Per i giovani, la mobilità significa accesso a nuove competenze, esperienze internazionali e reti relazionali che aumentano il capitale umano e la competitività professionale. In questo contesto, gli intermediari del viaggio e delle opportunità — scuole, università, agenzie, piattaforme e operatori turistici — svolgono un ruolo strategico nel facilitare connessioni, esperienze e percorsi di crescita.

La mobilità, quindi, non genera solo valore personale e culturale, ma anche valore economico, perché favorisce occupazione, innovazione e circolazione di competenze in un mercato sempre più globale

 

 

Perché la mobilità può essere considerata non solo un fattore economico, ma anche una vera leva di potere sociale?

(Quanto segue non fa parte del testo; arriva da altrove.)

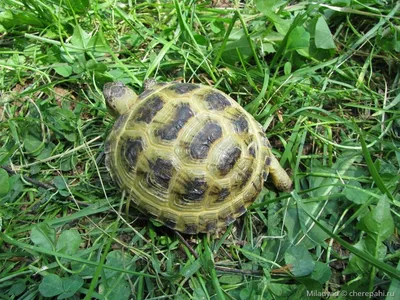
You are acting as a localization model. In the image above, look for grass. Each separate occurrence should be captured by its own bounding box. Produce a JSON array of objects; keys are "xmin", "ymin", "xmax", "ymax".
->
[{"xmin": 0, "ymin": 0, "xmax": 400, "ymax": 299}]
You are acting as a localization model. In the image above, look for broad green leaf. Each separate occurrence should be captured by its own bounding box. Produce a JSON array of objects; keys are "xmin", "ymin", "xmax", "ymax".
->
[
  {"xmin": 222, "ymin": 33, "xmax": 253, "ymax": 64},
  {"xmin": 287, "ymin": 26, "xmax": 310, "ymax": 51},
  {"xmin": 60, "ymin": 155, "xmax": 78, "ymax": 171},
  {"xmin": 285, "ymin": 245, "xmax": 315, "ymax": 277},
  {"xmin": 71, "ymin": 25, "xmax": 90, "ymax": 50},
  {"xmin": 0, "ymin": 169, "xmax": 10, "ymax": 198},
  {"xmin": 24, "ymin": 133, "xmax": 44, "ymax": 155},
  {"xmin": 179, "ymin": 259, "xmax": 202, "ymax": 278},
  {"xmin": 56, "ymin": 229, "xmax": 82, "ymax": 255},
  {"xmin": 69, "ymin": 0, "xmax": 90, "ymax": 14},
  {"xmin": 357, "ymin": 195, "xmax": 394, "ymax": 243},
  {"xmin": 88, "ymin": 32, "xmax": 108, "ymax": 56},
  {"xmin": 53, "ymin": 176, "xmax": 69, "ymax": 197},
  {"xmin": 104, "ymin": 250, "xmax": 132, "ymax": 279},
  {"xmin": 343, "ymin": 180, "xmax": 370, "ymax": 204},
  {"xmin": 86, "ymin": 59, "xmax": 107, "ymax": 73},
  {"xmin": 57, "ymin": 274, "xmax": 83, "ymax": 300},
  {"xmin": 311, "ymin": 261, "xmax": 332, "ymax": 284},
  {"xmin": 218, "ymin": 275, "xmax": 243, "ymax": 284},
  {"xmin": 53, "ymin": 176, "xmax": 67, "ymax": 190},
  {"xmin": 292, "ymin": 192, "xmax": 400, "ymax": 280},
  {"xmin": 315, "ymin": 16, "xmax": 336, "ymax": 49},
  {"xmin": 39, "ymin": 274, "xmax": 64, "ymax": 297},
  {"xmin": 31, "ymin": 223, "xmax": 56, "ymax": 250},
  {"xmin": 283, "ymin": 61, "xmax": 292, "ymax": 75},
  {"xmin": 7, "ymin": 281, "xmax": 26, "ymax": 299},
  {"xmin": 192, "ymin": 288, "xmax": 209, "ymax": 300},
  {"xmin": 99, "ymin": 280, "xmax": 131, "ymax": 300},
  {"xmin": 53, "ymin": 64, "xmax": 72, "ymax": 77}
]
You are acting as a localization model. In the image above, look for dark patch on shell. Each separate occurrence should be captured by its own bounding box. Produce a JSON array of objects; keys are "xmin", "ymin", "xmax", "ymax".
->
[
  {"xmin": 135, "ymin": 96, "xmax": 164, "ymax": 124},
  {"xmin": 121, "ymin": 137, "xmax": 143, "ymax": 169},
  {"xmin": 210, "ymin": 187, "xmax": 231, "ymax": 202},
  {"xmin": 161, "ymin": 218, "xmax": 176, "ymax": 229},
  {"xmin": 169, "ymin": 83, "xmax": 200, "ymax": 94},
  {"xmin": 205, "ymin": 92, "xmax": 231, "ymax": 110},
  {"xmin": 139, "ymin": 89, "xmax": 154, "ymax": 100},
  {"xmin": 184, "ymin": 224, "xmax": 198, "ymax": 234},
  {"xmin": 249, "ymin": 146, "xmax": 256, "ymax": 157},
  {"xmin": 240, "ymin": 170, "xmax": 253, "ymax": 188},
  {"xmin": 260, "ymin": 137, "xmax": 272, "ymax": 148},
  {"xmin": 156, "ymin": 104, "xmax": 194, "ymax": 140},
  {"xmin": 103, "ymin": 81, "xmax": 127, "ymax": 101},
  {"xmin": 217, "ymin": 147, "xmax": 242, "ymax": 176},
  {"xmin": 182, "ymin": 178, "xmax": 207, "ymax": 201},
  {"xmin": 113, "ymin": 114, "xmax": 128, "ymax": 130},
  {"xmin": 236, "ymin": 205, "xmax": 246, "ymax": 216},
  {"xmin": 233, "ymin": 115, "xmax": 249, "ymax": 133},
  {"xmin": 151, "ymin": 158, "xmax": 175, "ymax": 189},
  {"xmin": 189, "ymin": 122, "xmax": 222, "ymax": 159}
]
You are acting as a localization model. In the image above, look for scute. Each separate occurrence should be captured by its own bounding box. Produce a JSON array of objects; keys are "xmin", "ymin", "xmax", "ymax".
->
[{"xmin": 106, "ymin": 83, "xmax": 284, "ymax": 234}]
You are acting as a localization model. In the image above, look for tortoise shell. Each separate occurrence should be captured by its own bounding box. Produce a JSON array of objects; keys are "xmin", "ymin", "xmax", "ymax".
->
[{"xmin": 105, "ymin": 83, "xmax": 284, "ymax": 234}]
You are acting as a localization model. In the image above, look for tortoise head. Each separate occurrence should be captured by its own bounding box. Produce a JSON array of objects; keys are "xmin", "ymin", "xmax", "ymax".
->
[{"xmin": 103, "ymin": 81, "xmax": 138, "ymax": 116}]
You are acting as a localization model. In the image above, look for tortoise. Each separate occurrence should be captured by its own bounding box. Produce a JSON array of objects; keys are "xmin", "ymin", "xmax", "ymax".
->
[{"xmin": 103, "ymin": 81, "xmax": 292, "ymax": 234}]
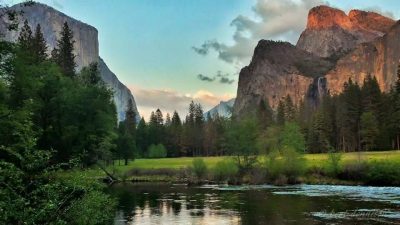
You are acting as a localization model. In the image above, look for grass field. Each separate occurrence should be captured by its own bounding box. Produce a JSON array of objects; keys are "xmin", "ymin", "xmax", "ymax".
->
[{"xmin": 109, "ymin": 151, "xmax": 400, "ymax": 172}]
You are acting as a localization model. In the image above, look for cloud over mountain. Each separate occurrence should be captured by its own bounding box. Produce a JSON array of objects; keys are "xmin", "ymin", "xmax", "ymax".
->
[{"xmin": 193, "ymin": 0, "xmax": 326, "ymax": 64}]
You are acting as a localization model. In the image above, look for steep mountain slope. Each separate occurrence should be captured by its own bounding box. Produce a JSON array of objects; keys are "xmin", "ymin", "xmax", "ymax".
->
[
  {"xmin": 233, "ymin": 40, "xmax": 334, "ymax": 115},
  {"xmin": 326, "ymin": 22, "xmax": 400, "ymax": 94},
  {"xmin": 0, "ymin": 3, "xmax": 139, "ymax": 120},
  {"xmin": 234, "ymin": 6, "xmax": 400, "ymax": 116},
  {"xmin": 204, "ymin": 98, "xmax": 235, "ymax": 119},
  {"xmin": 296, "ymin": 6, "xmax": 395, "ymax": 58}
]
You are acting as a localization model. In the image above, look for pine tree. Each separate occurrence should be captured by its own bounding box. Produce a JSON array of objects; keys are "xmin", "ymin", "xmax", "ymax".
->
[
  {"xmin": 276, "ymin": 100, "xmax": 285, "ymax": 126},
  {"xmin": 136, "ymin": 117, "xmax": 149, "ymax": 157},
  {"xmin": 361, "ymin": 75, "xmax": 382, "ymax": 116},
  {"xmin": 33, "ymin": 24, "xmax": 48, "ymax": 63},
  {"xmin": 395, "ymin": 63, "xmax": 400, "ymax": 93},
  {"xmin": 285, "ymin": 95, "xmax": 296, "ymax": 122},
  {"xmin": 79, "ymin": 63, "xmax": 101, "ymax": 85},
  {"xmin": 18, "ymin": 20, "xmax": 33, "ymax": 52},
  {"xmin": 336, "ymin": 79, "xmax": 362, "ymax": 151},
  {"xmin": 193, "ymin": 104, "xmax": 204, "ymax": 155},
  {"xmin": 155, "ymin": 109, "xmax": 164, "ymax": 126},
  {"xmin": 360, "ymin": 112, "xmax": 379, "ymax": 151},
  {"xmin": 165, "ymin": 113, "xmax": 171, "ymax": 127},
  {"xmin": 170, "ymin": 111, "xmax": 182, "ymax": 157},
  {"xmin": 125, "ymin": 99, "xmax": 136, "ymax": 139},
  {"xmin": 52, "ymin": 22, "xmax": 76, "ymax": 77},
  {"xmin": 257, "ymin": 99, "xmax": 273, "ymax": 129}
]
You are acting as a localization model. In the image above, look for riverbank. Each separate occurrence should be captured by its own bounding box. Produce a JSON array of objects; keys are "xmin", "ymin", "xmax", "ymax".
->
[{"xmin": 64, "ymin": 151, "xmax": 400, "ymax": 186}]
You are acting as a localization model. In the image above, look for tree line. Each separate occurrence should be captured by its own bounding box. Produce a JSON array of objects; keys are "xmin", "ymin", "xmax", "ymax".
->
[
  {"xmin": 0, "ymin": 18, "xmax": 117, "ymax": 224},
  {"xmin": 117, "ymin": 67, "xmax": 400, "ymax": 163}
]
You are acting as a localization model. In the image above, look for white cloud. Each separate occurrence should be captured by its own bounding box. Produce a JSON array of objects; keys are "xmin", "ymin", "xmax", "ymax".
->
[
  {"xmin": 130, "ymin": 86, "xmax": 234, "ymax": 121},
  {"xmin": 193, "ymin": 0, "xmax": 327, "ymax": 65}
]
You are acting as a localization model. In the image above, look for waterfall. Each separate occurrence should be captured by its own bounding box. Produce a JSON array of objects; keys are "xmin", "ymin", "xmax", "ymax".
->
[{"xmin": 317, "ymin": 77, "xmax": 325, "ymax": 98}]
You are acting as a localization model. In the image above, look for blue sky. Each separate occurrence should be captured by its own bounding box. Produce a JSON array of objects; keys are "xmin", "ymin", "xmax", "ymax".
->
[{"xmin": 3, "ymin": 0, "xmax": 400, "ymax": 117}]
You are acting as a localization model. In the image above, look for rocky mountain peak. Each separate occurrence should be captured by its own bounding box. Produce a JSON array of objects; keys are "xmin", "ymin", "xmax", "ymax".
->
[
  {"xmin": 307, "ymin": 5, "xmax": 354, "ymax": 29},
  {"xmin": 296, "ymin": 6, "xmax": 395, "ymax": 60},
  {"xmin": 0, "ymin": 2, "xmax": 140, "ymax": 121},
  {"xmin": 233, "ymin": 6, "xmax": 400, "ymax": 116},
  {"xmin": 349, "ymin": 9, "xmax": 396, "ymax": 33}
]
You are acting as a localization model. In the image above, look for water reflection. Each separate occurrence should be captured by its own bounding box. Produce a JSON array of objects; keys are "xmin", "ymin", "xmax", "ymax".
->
[{"xmin": 110, "ymin": 184, "xmax": 400, "ymax": 225}]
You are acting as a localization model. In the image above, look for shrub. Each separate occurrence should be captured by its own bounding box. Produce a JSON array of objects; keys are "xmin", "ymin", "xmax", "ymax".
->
[
  {"xmin": 265, "ymin": 151, "xmax": 283, "ymax": 180},
  {"xmin": 148, "ymin": 144, "xmax": 167, "ymax": 158},
  {"xmin": 282, "ymin": 148, "xmax": 306, "ymax": 183},
  {"xmin": 366, "ymin": 161, "xmax": 400, "ymax": 186},
  {"xmin": 192, "ymin": 158, "xmax": 207, "ymax": 179},
  {"xmin": 338, "ymin": 161, "xmax": 368, "ymax": 181},
  {"xmin": 266, "ymin": 148, "xmax": 306, "ymax": 184},
  {"xmin": 212, "ymin": 160, "xmax": 239, "ymax": 182},
  {"xmin": 67, "ymin": 191, "xmax": 116, "ymax": 225},
  {"xmin": 325, "ymin": 151, "xmax": 342, "ymax": 177}
]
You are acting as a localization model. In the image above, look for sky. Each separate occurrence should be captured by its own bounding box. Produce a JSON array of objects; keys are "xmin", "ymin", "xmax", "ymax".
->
[{"xmin": 6, "ymin": 0, "xmax": 400, "ymax": 119}]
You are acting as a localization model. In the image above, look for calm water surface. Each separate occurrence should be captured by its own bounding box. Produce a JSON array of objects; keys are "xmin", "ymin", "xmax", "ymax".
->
[{"xmin": 110, "ymin": 183, "xmax": 400, "ymax": 225}]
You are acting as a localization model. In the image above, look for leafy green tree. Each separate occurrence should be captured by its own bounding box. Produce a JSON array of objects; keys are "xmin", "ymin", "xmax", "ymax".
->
[
  {"xmin": 281, "ymin": 122, "xmax": 305, "ymax": 153},
  {"xmin": 226, "ymin": 117, "xmax": 259, "ymax": 172}
]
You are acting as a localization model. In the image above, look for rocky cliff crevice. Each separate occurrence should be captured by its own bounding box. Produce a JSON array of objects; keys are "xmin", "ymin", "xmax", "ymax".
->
[
  {"xmin": 234, "ymin": 6, "xmax": 400, "ymax": 116},
  {"xmin": 0, "ymin": 3, "xmax": 139, "ymax": 120}
]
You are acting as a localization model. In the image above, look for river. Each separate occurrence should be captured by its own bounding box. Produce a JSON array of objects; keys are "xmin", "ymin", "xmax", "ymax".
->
[{"xmin": 109, "ymin": 183, "xmax": 400, "ymax": 225}]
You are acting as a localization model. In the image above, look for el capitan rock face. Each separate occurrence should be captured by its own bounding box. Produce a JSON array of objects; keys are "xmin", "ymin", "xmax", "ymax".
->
[
  {"xmin": 234, "ymin": 6, "xmax": 400, "ymax": 115},
  {"xmin": 0, "ymin": 3, "xmax": 139, "ymax": 120}
]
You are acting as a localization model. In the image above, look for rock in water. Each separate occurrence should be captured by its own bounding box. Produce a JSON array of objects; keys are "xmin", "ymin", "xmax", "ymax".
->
[{"xmin": 0, "ymin": 3, "xmax": 140, "ymax": 121}]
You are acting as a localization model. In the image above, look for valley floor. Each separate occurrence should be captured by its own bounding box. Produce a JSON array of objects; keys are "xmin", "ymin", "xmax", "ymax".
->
[
  {"xmin": 115, "ymin": 151, "xmax": 400, "ymax": 171},
  {"xmin": 66, "ymin": 150, "xmax": 400, "ymax": 186}
]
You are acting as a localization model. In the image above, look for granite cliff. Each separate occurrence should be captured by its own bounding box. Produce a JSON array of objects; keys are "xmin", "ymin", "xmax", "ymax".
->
[
  {"xmin": 233, "ymin": 6, "xmax": 400, "ymax": 115},
  {"xmin": 0, "ymin": 3, "xmax": 139, "ymax": 120},
  {"xmin": 204, "ymin": 98, "xmax": 235, "ymax": 119}
]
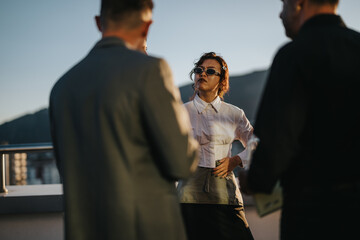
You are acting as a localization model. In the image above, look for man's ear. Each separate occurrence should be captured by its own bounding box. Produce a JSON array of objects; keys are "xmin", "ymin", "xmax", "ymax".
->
[
  {"xmin": 141, "ymin": 20, "xmax": 152, "ymax": 38},
  {"xmin": 95, "ymin": 16, "xmax": 103, "ymax": 32},
  {"xmin": 296, "ymin": 0, "xmax": 308, "ymax": 11}
]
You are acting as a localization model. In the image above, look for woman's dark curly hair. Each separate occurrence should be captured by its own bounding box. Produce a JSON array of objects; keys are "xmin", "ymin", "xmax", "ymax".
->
[{"xmin": 189, "ymin": 52, "xmax": 229, "ymax": 100}]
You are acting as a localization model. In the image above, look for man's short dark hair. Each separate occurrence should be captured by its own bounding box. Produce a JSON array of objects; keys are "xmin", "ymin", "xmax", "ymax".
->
[
  {"xmin": 100, "ymin": 0, "xmax": 154, "ymax": 26},
  {"xmin": 310, "ymin": 0, "xmax": 339, "ymax": 5}
]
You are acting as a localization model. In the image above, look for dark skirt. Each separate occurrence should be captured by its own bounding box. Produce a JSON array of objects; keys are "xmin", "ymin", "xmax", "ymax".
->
[{"xmin": 181, "ymin": 203, "xmax": 254, "ymax": 240}]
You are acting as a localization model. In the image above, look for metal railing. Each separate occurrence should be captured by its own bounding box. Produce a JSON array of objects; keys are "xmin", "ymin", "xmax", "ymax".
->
[{"xmin": 0, "ymin": 143, "xmax": 53, "ymax": 193}]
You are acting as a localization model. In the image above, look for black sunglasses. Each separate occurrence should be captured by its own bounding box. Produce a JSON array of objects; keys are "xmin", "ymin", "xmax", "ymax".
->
[{"xmin": 193, "ymin": 67, "xmax": 221, "ymax": 76}]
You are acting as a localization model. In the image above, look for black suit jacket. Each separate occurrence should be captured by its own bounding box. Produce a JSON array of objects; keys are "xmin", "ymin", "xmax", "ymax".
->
[
  {"xmin": 248, "ymin": 15, "xmax": 360, "ymax": 197},
  {"xmin": 49, "ymin": 37, "xmax": 198, "ymax": 240}
]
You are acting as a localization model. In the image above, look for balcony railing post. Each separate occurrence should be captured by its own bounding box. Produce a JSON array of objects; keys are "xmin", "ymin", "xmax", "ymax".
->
[
  {"xmin": 0, "ymin": 154, "xmax": 8, "ymax": 193},
  {"xmin": 0, "ymin": 143, "xmax": 53, "ymax": 193}
]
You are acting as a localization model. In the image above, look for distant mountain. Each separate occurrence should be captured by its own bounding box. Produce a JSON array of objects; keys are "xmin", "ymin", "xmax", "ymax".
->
[
  {"xmin": 0, "ymin": 108, "xmax": 51, "ymax": 144},
  {"xmin": 0, "ymin": 70, "xmax": 268, "ymax": 144}
]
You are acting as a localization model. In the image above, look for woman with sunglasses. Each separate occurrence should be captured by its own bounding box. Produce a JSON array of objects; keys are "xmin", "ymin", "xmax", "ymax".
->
[{"xmin": 178, "ymin": 52, "xmax": 253, "ymax": 240}]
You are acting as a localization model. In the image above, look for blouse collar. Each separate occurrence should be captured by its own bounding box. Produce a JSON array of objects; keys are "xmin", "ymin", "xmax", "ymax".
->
[{"xmin": 193, "ymin": 94, "xmax": 221, "ymax": 113}]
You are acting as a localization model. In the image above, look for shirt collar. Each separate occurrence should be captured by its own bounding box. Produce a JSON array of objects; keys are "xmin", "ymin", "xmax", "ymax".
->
[{"xmin": 193, "ymin": 94, "xmax": 221, "ymax": 113}]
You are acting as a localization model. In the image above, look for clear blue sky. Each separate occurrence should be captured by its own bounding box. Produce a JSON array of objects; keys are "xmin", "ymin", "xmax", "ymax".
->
[{"xmin": 0, "ymin": 0, "xmax": 360, "ymax": 124}]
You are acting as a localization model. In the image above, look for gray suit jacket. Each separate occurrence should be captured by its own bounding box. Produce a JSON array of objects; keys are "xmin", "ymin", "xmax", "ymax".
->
[{"xmin": 50, "ymin": 37, "xmax": 197, "ymax": 240}]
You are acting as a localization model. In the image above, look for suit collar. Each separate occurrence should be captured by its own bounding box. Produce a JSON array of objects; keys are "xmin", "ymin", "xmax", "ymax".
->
[
  {"xmin": 299, "ymin": 14, "xmax": 346, "ymax": 35},
  {"xmin": 94, "ymin": 37, "xmax": 126, "ymax": 48}
]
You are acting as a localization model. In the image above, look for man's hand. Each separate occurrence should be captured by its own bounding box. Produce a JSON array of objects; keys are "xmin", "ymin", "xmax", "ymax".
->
[{"xmin": 213, "ymin": 155, "xmax": 241, "ymax": 178}]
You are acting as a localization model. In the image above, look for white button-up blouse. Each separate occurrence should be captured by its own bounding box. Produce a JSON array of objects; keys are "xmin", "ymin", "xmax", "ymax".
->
[{"xmin": 184, "ymin": 95, "xmax": 253, "ymax": 168}]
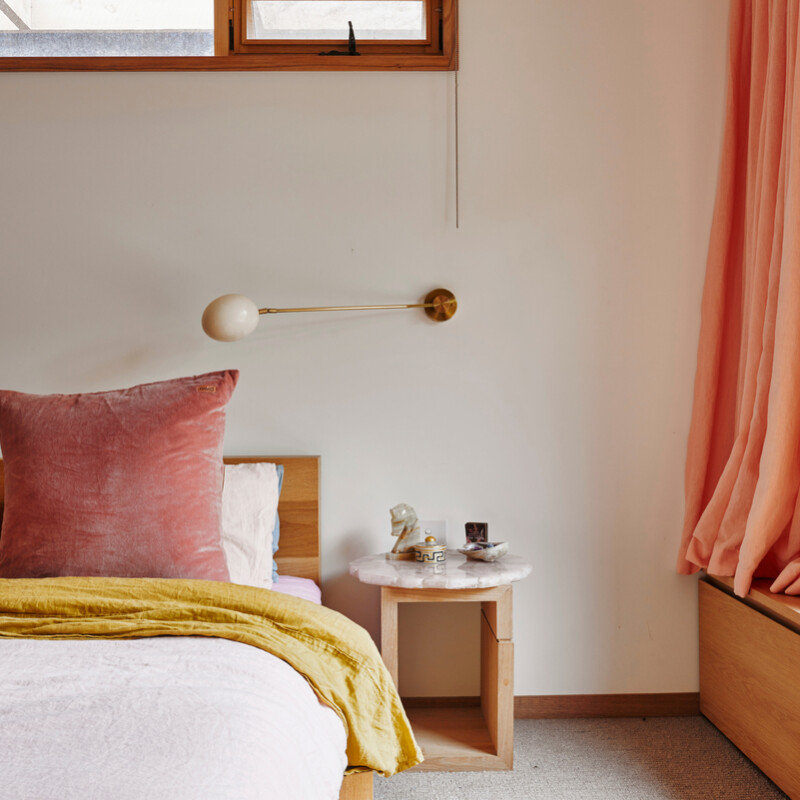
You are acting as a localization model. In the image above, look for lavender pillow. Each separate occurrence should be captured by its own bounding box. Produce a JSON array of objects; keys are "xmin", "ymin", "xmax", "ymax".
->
[{"xmin": 0, "ymin": 370, "xmax": 238, "ymax": 581}]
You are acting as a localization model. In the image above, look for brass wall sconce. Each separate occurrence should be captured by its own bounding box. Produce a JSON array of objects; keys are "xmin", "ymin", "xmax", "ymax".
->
[{"xmin": 202, "ymin": 289, "xmax": 458, "ymax": 342}]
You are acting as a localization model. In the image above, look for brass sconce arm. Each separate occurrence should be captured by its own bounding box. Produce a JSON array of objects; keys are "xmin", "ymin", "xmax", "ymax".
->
[{"xmin": 202, "ymin": 289, "xmax": 458, "ymax": 342}]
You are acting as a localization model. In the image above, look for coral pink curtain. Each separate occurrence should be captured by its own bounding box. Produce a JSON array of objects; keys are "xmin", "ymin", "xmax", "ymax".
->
[{"xmin": 678, "ymin": 0, "xmax": 800, "ymax": 595}]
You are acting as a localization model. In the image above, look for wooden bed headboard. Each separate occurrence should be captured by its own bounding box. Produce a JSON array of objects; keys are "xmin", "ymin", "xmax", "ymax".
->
[{"xmin": 0, "ymin": 456, "xmax": 320, "ymax": 583}]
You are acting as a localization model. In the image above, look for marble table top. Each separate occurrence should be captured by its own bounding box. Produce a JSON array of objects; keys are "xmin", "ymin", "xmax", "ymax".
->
[{"xmin": 350, "ymin": 550, "xmax": 532, "ymax": 589}]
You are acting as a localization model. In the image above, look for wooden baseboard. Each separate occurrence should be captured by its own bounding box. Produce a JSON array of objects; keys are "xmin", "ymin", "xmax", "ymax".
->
[
  {"xmin": 400, "ymin": 697, "xmax": 481, "ymax": 708},
  {"xmin": 514, "ymin": 692, "xmax": 700, "ymax": 719},
  {"xmin": 403, "ymin": 692, "xmax": 700, "ymax": 719}
]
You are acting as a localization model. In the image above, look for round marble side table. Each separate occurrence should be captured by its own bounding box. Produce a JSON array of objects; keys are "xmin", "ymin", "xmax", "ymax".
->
[{"xmin": 350, "ymin": 550, "xmax": 531, "ymax": 771}]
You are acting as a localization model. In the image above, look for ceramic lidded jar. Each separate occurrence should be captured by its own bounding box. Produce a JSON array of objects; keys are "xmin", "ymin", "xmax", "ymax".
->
[{"xmin": 414, "ymin": 536, "xmax": 447, "ymax": 564}]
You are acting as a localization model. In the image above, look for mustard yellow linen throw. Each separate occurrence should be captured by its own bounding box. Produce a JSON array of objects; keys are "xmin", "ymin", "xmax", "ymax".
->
[{"xmin": 0, "ymin": 578, "xmax": 422, "ymax": 776}]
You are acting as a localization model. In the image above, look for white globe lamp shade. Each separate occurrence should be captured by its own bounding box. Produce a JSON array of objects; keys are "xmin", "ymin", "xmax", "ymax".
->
[{"xmin": 203, "ymin": 294, "xmax": 258, "ymax": 342}]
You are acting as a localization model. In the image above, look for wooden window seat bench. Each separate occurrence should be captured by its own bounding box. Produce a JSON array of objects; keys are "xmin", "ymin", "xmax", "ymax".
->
[{"xmin": 698, "ymin": 575, "xmax": 800, "ymax": 800}]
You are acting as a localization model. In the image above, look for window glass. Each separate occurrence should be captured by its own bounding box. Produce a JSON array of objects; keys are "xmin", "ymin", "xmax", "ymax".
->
[
  {"xmin": 0, "ymin": 0, "xmax": 214, "ymax": 56},
  {"xmin": 247, "ymin": 0, "xmax": 427, "ymax": 41}
]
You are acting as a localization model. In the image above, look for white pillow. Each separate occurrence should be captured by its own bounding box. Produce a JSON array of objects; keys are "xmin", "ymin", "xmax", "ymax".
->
[{"xmin": 222, "ymin": 461, "xmax": 280, "ymax": 589}]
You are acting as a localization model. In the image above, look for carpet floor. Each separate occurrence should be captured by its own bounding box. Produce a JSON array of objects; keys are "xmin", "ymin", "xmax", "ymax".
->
[{"xmin": 375, "ymin": 716, "xmax": 786, "ymax": 800}]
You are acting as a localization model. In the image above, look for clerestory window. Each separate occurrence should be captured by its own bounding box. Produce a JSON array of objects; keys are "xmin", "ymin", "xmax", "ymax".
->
[{"xmin": 0, "ymin": 0, "xmax": 457, "ymax": 70}]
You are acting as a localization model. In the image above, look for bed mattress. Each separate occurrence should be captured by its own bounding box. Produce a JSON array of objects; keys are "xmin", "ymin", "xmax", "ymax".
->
[{"xmin": 0, "ymin": 636, "xmax": 346, "ymax": 800}]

La mobilità può essere considerata una leva di potere sociale perché oggi non determina solo la possibilità di spostarsi, ma soprattutto l’accesso a opportunità, conoscenze, reti relazionali e percorsi di crescita.

Chi ha maggiori possibilità di muoversi tra territori, formazione e mercati del lavoro tende ad avere più strumenti per costruire il proprio futuro e partecipare in modo attivo alla vita economica e sociale.

Per questo gli intermediari di opportunità e di viaggio svolgono un ruolo strategico: rendere la mobilità accessibile significa favorire inclusione, sviluppo delle competenze e riduzione delle disuguaglianze. La mobilità, quindi, genera non solo valore economico, ma anche capitale sociale e possibilità di emancipazione per le nuove generazioni.

 

In questo scenario, quale ruolo possono avere il turismo e le agenzie di viaggio come infrastrutture della connessione globale?

In questo scenario, il turismo e le agenzie di viaggio possono svolgere un ruolo fondamentale come infrastrutture della connessione globale, perché non facilitano soltanto gli spostamenti, ma mettono in relazione persone, culture, territori e opportunità.

Le agenzie di viaggio, oggi, non sono più semplici intermediari commerciali: diventano facilitatori di esperienze, orientamento e accesso alla mobilità, soprattutto per i giovani che si muovono per studio, lavoro o crescita personale.

Il turismo, inoltre, genera valore economico, circolazione di competenze e apertura interculturale, contribuendo a creare reti globali sempre più integrate. In questo senso, mobilità e turismo diventano strumenti strategici di sviluppo sociale ed economico.

Esiste il rischio che, in futuro, le disuguaglianze si misurino sempre di più tra chi ha accesso alla mobilità internazionale e chi invece ne resta escluso?

Sì, esiste questo rischio, ma è anche una sfida.

Chi può viaggiare, studiare o lavorare in contesti diversi sviluppa competenze linguistiche, digitali e interculturali che aumentano il proprio capitale umano e le possibilità di crescita. Al contrario, chi resta escluso dalla mobilità rischia di avere meno accesso a reti, esperienze e occasioni di sviluppo.

Per questo gli intermediari di opportunità e di viaggio — scuole, università, agenzie viaggi e operatori del turismo — hanno una responsabilità importante: rendere la mobilità più accessibile, inclusiva e sostenibile, affinché non diventi un privilegio per pochi ma uno strumento di crescita diffusa e di valore economico e sociale.